1) Rio doesn't actually test these rods with lines, many of their suggestions are WAY off the mark...

2) St. Croix themselves suggests a skagit head around 400 grains.

3) The reps for St. Croix suggest something in the 425-450 grain mark.

4) I have casted the 8 weight St. Croix with a 425 grain skagit and it's money.


----------



## swaprat (Oct 1, 2011)

Boozer said:


> 1) Rio doesn't actually test these rods with lines, many of their suggestions are WAY off the mark...
> 
> 2) St.
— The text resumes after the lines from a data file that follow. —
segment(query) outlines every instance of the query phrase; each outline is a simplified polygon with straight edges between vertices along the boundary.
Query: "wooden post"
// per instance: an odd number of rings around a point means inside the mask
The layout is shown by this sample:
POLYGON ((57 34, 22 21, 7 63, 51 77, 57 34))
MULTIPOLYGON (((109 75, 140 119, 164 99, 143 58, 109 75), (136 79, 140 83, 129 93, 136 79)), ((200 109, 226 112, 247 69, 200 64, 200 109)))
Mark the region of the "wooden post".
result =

Croix themselves suggests a skagit head around 400 grains.
> 
> ...


 

i thinking your right but it just funny they suggest 525 -575 gr maybe some one should e mail them ?? i useing a ture 8/9 and i am thinking the switch 8 is more of a 7/8. i guessing their wrong and your right any ways best of luck.


----------



## Boozer (Sep 5, 2010)

Was just looking at that line chart, quite hilarious really.

They have the Sage TCX 7126-4 "Deathstar" rated to handle a line 50 grains lighter than the Imperial Switch.

Their suggestions for those Imperial switch rods must be a mistake is all I can say...


----------



## swaprat (Oct 1, 2011)

Boozer said:


> Was just looking at that line chart, quite hilarious really.
> 
> They have the Sage TCX 7126-4 "Deathstar" rated to handle a line 50 grains lighter than the Imperial Switch.
> 
> Their suggestions for those Imperial switch rods must be a mistake is all I can say...


 
make you wonder don't it?


----------



## Boozer (Sep 5, 2010)

swaprat said:


> i thinking your right but it just funny they suggest 525 -575 gr maybe some one should e mail them ?? i useing a ture 8/9 and i am thinking the switch 8 is more of a 7/8. i guessing their wrong and your right any ways best of luck.


If you want to eMail them, more power to you, I really don't care...


----------